KEY POINTS:
Former Fay Richwhite executive Rob Cameron, an advocate of state-owned asset sales, is to lead a Government taskforce intended to find ways to bolster New Zealand's sharemarket.
Commerce Minister Lianne Dalziel yesterday gave details of the team which "will see the Government and private sector work together to develop New Zealand's capital markets".
Cameron has been appointed to chair the group, which also includes NZX chief executive Mark Weldon and Fletcher Building chief executive Jonathan Ling, who this week repeated a warning his company, one of the NZ market's leading lights, was under pressure to move to the ASX.
The other six members include senior figures from the sharebroking, banking and funds management industries.
The Capital Development Taskforce will report to senior ministers and develop a "blueprint and action plan" to be released late next year.
Yesterday Cameron said the taskforce would take a broad approach.

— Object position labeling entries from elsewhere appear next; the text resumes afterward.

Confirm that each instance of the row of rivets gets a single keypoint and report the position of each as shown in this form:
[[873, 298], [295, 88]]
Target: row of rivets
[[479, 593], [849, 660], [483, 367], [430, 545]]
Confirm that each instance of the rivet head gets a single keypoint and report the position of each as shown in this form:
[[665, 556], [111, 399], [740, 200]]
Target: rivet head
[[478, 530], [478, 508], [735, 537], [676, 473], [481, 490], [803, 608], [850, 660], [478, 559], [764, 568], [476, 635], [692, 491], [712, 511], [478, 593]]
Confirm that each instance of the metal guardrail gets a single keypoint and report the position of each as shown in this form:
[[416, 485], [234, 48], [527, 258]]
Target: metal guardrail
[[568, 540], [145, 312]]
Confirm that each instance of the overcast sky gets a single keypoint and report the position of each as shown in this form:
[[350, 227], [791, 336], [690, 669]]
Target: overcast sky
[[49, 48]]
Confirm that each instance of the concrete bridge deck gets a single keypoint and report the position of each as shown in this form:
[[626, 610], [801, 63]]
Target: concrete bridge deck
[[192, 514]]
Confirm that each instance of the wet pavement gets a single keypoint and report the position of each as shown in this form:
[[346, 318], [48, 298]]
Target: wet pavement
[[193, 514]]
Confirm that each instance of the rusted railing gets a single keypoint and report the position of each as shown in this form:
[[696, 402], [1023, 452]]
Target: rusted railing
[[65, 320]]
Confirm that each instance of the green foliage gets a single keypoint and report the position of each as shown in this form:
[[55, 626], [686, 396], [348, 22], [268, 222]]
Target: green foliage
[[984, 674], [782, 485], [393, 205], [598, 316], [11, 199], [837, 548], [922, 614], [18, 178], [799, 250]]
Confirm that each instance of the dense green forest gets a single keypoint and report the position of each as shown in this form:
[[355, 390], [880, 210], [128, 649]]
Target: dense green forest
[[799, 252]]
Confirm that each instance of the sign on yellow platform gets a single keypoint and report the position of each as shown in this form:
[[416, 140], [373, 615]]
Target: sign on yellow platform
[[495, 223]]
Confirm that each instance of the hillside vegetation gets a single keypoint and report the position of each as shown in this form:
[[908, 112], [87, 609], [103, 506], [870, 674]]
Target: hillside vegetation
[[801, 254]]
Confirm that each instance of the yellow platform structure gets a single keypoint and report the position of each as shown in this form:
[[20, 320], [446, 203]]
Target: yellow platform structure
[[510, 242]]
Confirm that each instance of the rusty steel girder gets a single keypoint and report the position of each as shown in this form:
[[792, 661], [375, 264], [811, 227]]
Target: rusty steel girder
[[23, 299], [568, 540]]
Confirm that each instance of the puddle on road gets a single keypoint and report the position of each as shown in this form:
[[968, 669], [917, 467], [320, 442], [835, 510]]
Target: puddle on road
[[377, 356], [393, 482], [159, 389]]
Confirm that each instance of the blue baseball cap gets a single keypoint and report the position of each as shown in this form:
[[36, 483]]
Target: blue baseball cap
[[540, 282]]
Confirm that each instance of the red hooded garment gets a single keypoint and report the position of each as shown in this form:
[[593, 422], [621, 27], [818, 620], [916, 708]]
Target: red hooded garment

"We'll be looking at key constraints and opportunities for the development of the financial system and capital markets, identifying and discussing choices about what you might do to improve their performance and identifying which bits the private sector are involved in and which might involve public policy."
Last year his investment banking firm Cameron and Partners published a report touting the benefits of partially listing large SOEs, including an improvement in the size and depth of the sharemarket and widening the range of choices available to investors.
Cameron helped to develop the state-owned-enterprise model when working at the Treasury during the early 1980s, and also oversaw the sharemarket float of Telecom in the early 1990s when working for merchant bankers Fay Richwhite.
Weldon has also repeatedly expressed his support for a partial float of some SOEs to help address his market's lack of depth and growth.
One local market watcher from a large international investment bank believed the partial float of SOEs would inevitably be one of the taskforce's recommendations. "Of course they'll vote for Christmas."
But he believed the most significant issues facing the sharemarket were the often poor quality of companies allowed to list and a relatively lax regulatory environment.
"People don't mind investing in Fletcher Building and the price going up and down, that's what markets do.
"People do mind investing in Feltex to find the company goes bust.
"That in my view is the first place they should start," the analyst said.
"The second place they've got to move to is regulation around investor protection. Whether it's finance companies or whatever, across the board, it's got to be dealt with at a central Government level.
"There has got to be much more serious penalties and NZX should absolutely not be the frontline regulator, they should be taken out of that business and the Securities Commission and enforcement rules should be beefed up."
But Cameron said taskforce members would put aside self interest and conflicts of interest "and actually make a serious contribution to getting a better outcome for the economy overall".
THE TASKFORCE
Rob Cameron: Chairman, Investment banker, architect of SOE model
Mark Weldon: NZX chief executive
Scott St John: Managing director of sharebrokers First NZ Capital
Adrian Orr: Chief executive of the Guardians of the New Zealand Superannuation Fund, former Reserve Bank Deputy Governor
Gareth Morgan: Economist and fund manager
Rob McLeod: Business Roundtable chairman, tax expert
Franceska Banga: Chief executive New Zealand Venture Investment Fund
Nigel Williams: ANZ National Bank corporate and commercial banking director and also a director of NZX
Cathy Quinn: Member of Securities Commission, partner of Minter Ellison Rudd Watts specialising in corporate, securities and competition law.
Jonathan Ling: Chief executive of Fletcher Building.